Tutorial: Transfer Learning¶

Transfer Learning (TL) retrains a prior on a focused SMILES dataset, producing an agent biased toward that chemical series. The output model can be used directly for sampling or as the starting point for a reinforcement learning run.

When to Use TL¶

You have a set of known active molecules for a target and want the generator to produce similar structures.
You want to reduce the RL exploration burden by starting from a focused agent rather than a broad prior.
You don’t have a well-defined scoring function for RL but want to bias generation toward a specific chemical series.

Input Data¶

TL reads SMILES from a plain text file, one per line. The first column is used; a second column (e.g. compound name or ID) is ignored.

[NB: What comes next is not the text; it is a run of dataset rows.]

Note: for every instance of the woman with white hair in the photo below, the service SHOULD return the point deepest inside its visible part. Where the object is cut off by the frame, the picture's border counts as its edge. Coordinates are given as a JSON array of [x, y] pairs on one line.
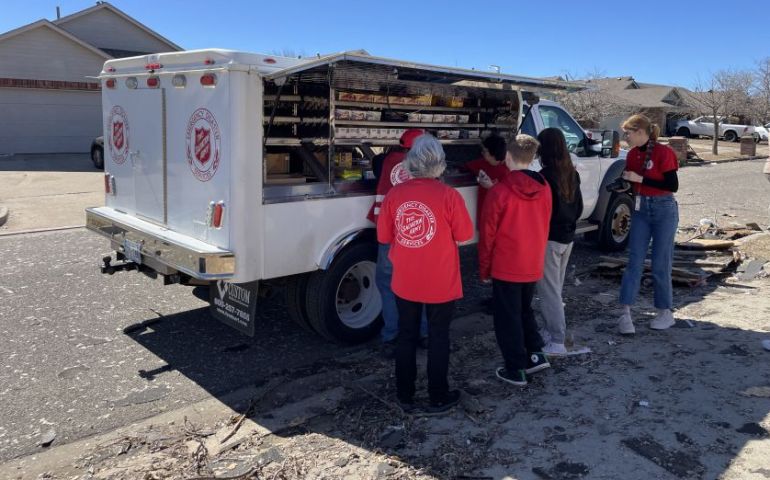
[[423, 220]]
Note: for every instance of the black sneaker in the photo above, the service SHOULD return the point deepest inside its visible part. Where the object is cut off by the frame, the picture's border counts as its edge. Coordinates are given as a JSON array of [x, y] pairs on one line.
[[451, 399], [407, 407], [536, 363], [518, 378], [388, 350]]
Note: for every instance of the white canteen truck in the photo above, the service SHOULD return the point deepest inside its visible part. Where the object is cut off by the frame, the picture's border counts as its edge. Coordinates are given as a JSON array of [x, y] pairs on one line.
[[236, 171]]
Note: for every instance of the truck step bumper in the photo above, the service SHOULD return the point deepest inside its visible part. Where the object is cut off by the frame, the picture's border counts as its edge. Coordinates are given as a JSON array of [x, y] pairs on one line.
[[160, 248]]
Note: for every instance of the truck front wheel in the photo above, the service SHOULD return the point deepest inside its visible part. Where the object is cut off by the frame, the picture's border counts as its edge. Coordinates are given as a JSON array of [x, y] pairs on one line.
[[343, 303], [614, 230]]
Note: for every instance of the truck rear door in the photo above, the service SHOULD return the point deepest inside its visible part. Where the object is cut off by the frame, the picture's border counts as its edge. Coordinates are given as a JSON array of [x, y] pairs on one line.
[[134, 151]]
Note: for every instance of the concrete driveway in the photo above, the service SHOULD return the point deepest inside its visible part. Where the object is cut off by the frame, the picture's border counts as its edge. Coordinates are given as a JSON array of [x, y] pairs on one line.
[[48, 191]]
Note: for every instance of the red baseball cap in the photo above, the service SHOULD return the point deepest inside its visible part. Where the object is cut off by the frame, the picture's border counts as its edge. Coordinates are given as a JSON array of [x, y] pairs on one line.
[[408, 137]]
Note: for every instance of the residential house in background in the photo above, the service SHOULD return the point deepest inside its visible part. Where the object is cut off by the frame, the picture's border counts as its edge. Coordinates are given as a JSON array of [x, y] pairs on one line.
[[49, 96], [664, 104]]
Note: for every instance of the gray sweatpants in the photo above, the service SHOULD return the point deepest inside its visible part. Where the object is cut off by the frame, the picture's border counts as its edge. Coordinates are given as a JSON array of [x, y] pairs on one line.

Split your data into training and validation sets before running — REINVENT4 does not do this automatically. A typical split is 80/20.

Key Parameters¶

Parameter	Description
`input_model_file`	Prior or checkpoint to start from
`smiles_file`	Training SMILES (first column used)
`validation_smiles_file`	Validation SMILES for monitoring overfitting
`output_model_file`	Path for the resulting agent (`.model`)
`num_epochs`	Number of training epochs; start with 50–100 and adjust based on validation loss
`save_every_n_epochs`	Frequency of intermediate checkpoints; useful for resuming or selecting the best epoch
`batch_size`	Number of SMILES per gradient step; smaller batches give noisier but faster updates
`tb_logdir`	Directory for TensorBoard logs (training and validation loss curves)

Configuration¶

Reinvent¶

run_type = "transfer_learning"
device = "cuda:0"          # or "cpu"
tb_logdir = "tb_TL"        # TensorBoard log directory

[parameters]
input_model_file = "priors/reinvent.prior"
smiles_file = "doc/data/tl_reinvent.smi"
validation_smiles_file = "doc/data/tl_reinvent_val.smi"
output_model_file = "tl_agent.model"

num_epochs = 50
save_every_n_epochs = 10   # write a checkpoint every N epochs
batch_size = 50

Mol2Mol¶

Mol2Mol is a conditional generator: at inference time it takes an input molecule and generates similar ones. TL therefore trains on (source, target) pairs rather than individual SMILES. The pairs block controls how these pairs are constructed from your dataset using Tanimoto similarity.

run_type = "transfer_learning"
device = "cuda:0"
tb_logdir = "tb_TL"

[parameters]
input_model_file = "priors/mol2mol_medium_similarity.prior"
smiles_file = "doc/data/tl_reinvent.smi"
validation_smiles_file = "doc/data/tl_reinvent_val.smi"
output_model_file = "tl_mol2mol.model"

num_epochs = 50
save_every_n_epochs = 10
batch_size = 50

pairs.type = "tanimoto"
pairs.lower_threshold = 0.7   # only pair molecules with Tanimoto >= 0.7
pairs.upper_threshold = 1.0   # set < 1.0 to exclude identical molecules from pairing
pairs.min_cardinality = 1     # discard source molecules that have fewer than N valid targets
pairs.max_cardinality = 199   # discard source molecules that have more than N valid targets (prevents very promiscuous sources from dominating training)

Note: This tutorial covers Reinvent and Mol2Mol only. LibInvent and LinkInvent use a two-column SMILES format and TL only affects the learned part (R-groups or linker) rather than the constrained scaffold — making it of limited practical value in most cases.

Output¶

File	Description
`output_model_file`	Final trained agent — use as `model_file` in sampling or as `agent_file` in RL
Checkpoints (`*.chkpt`)	Intermediate snapshots saved every `save_every_n_epochs`
TensorBoard logs	Loss curves for training and validation (written to `tb_logdir`)

What to Check¶

Training and validation loss converge: a widening gap means overfitting — stop earlier or use a checkpoint with lower validation loss.
Valid SMILES rate stays high: sample from the trained agent; a drop below ~90% means the model drifted too far from the prior.
Sampled structures resemble training set: if outputs are too dissimilar or degenerate, reduce num_epochs.